You can use the following commands to register and unregister one or all add-ons:

  • To register add-ons on a client device: <client-installation-folder>\redirector.exe /reg<browser>
  • To unregister add-ons on a client device: <client-installation-folder>\redirector.exe /unreg<browser>
  • To register add-ons on a VDA: <VDAinstallation-folder>\VDARedirector.exe /reg<browser>
  • To unregister add-ons on a VDA: <VDAinstallation-folder>\VDARedirector.exe /unreg<browser>

where <browser> is IE, FF, Chrome, or All.

For example, the following command registers Internet Explorer add-ons on a device running Citrix Receiver.

C:\Program Files\Citrix\ICA Client\redirector.exe/regIE

The following command registers all add-ons on a Windows Server OS VDA.

C:\Program Files (x86)\Citrix\System32\VDARedirector.exe /regAll

URL interception across browsers

  • By default, Internet Explorer redirects the URL entered. If the URL is not in the blacklist but is redirected to another URL by the browser or website, the final URL is not redirected, even if it is on the blacklist.
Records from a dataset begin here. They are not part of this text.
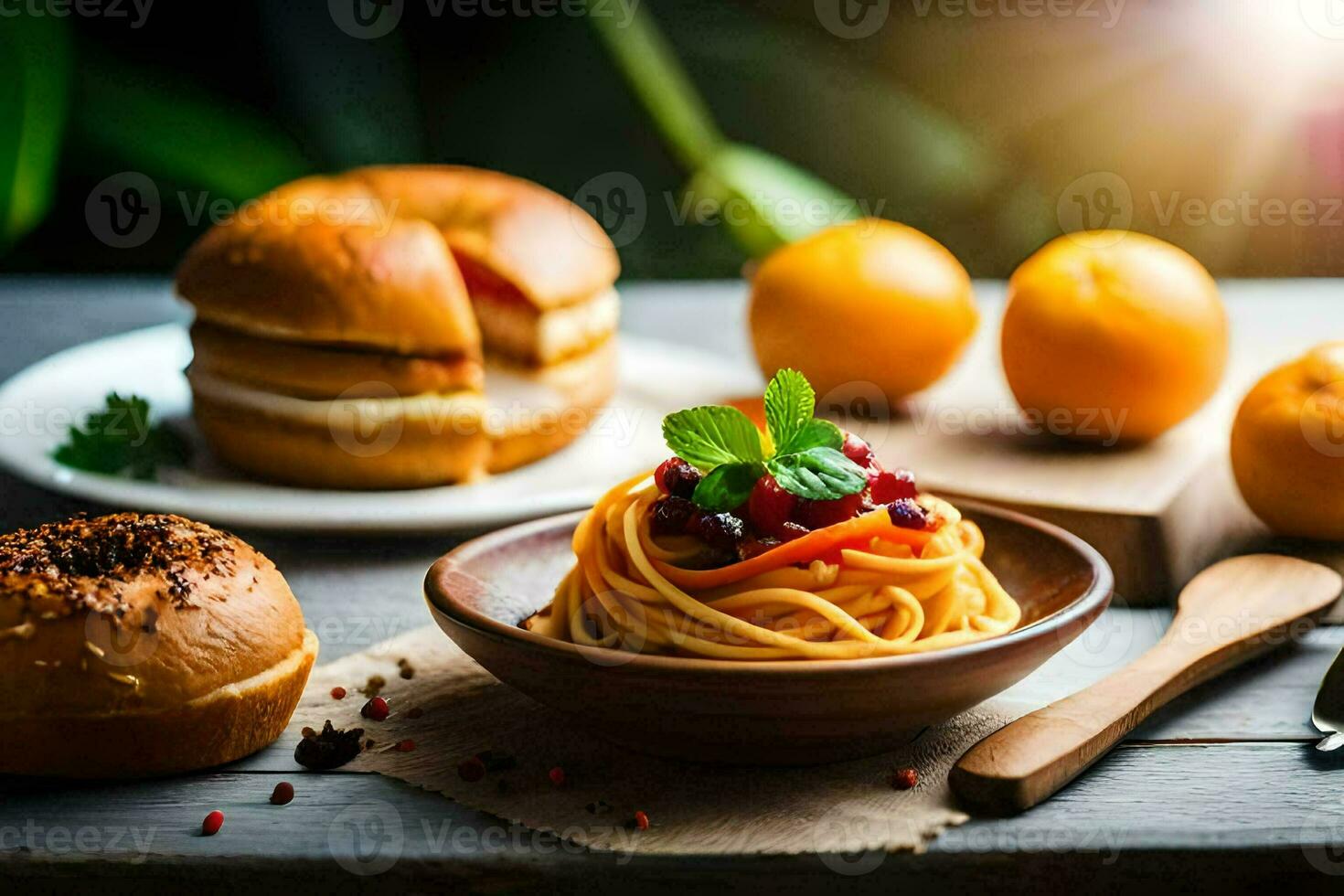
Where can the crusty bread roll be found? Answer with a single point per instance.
(143, 645)
(395, 285)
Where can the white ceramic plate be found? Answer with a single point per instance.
(37, 406)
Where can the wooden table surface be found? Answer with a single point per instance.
(1221, 789)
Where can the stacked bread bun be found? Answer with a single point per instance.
(143, 645)
(347, 328)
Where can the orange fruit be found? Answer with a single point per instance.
(869, 301)
(1287, 446)
(1112, 336)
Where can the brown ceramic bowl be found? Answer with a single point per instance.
(778, 712)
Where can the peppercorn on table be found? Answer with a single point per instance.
(1223, 786)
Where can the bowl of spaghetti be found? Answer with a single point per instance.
(768, 597)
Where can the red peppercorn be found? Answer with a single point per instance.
(375, 709)
(905, 779)
(858, 450)
(214, 821)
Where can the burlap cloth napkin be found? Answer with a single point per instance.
(453, 709)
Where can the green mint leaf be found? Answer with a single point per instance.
(122, 440)
(789, 402)
(709, 437)
(728, 486)
(817, 475)
(815, 434)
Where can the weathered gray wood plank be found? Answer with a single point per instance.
(1176, 798)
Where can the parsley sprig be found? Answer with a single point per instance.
(723, 443)
(122, 438)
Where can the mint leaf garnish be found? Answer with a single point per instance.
(728, 486)
(789, 402)
(122, 440)
(709, 437)
(817, 475)
(723, 443)
(815, 434)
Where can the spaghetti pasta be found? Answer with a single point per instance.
(858, 589)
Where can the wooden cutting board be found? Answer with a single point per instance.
(1158, 513)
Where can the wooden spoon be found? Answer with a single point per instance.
(1227, 614)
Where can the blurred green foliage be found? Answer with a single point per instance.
(34, 101)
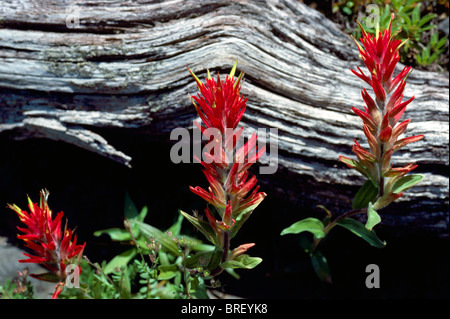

    For URL redirection to work correctly, enable the add-on when prompted by the browser. If the add-ons that are using Internet options or the add-ons in the prompt are disabled, URL redirection does not work correctly.

  • The Firefox add-ons always redirect the URLs.

    When an add-on is installed, Firefox prompts to allow/prevent installing the add-on on a new tab page. You must allow the add-on for the feature to work.

  • The Chrome add-on always redirects the final URL that is navigated, and not the entered URLs.

    The extensions have been installed externally. If you disable the extension, the URL redirection feature does not work in Chrome. If the URL redirection is required in Incognito mode, allow the extension to run in that mode in the browser settings.

Configure local application behavior on logoff and disconnect

  1. On the hosted desktop, run regedit.msc.
  2. Navigate to HKEY_LOCAL_MACHINE\SOFTWARE\Citrix\Client Hosted Apps\Policies\Session State. For a 64-bit system, navigate to HKEY_LOCAL_MACHINE\SOFTWARE\wow6432node\Citrix\Client Hosted Apps\Policies\Session State.
  3. Add the REG_DWORD entry Terminate with one of the values:
    • 1 - Local applications continue to run when a user logs off or disconnects from the virtual desktop. Upon reconnection, local applications are reintegrated if they are available in the virtual desktop.
    • 3 - Local applications close when a user logs off or disconnects from the virtual desktop.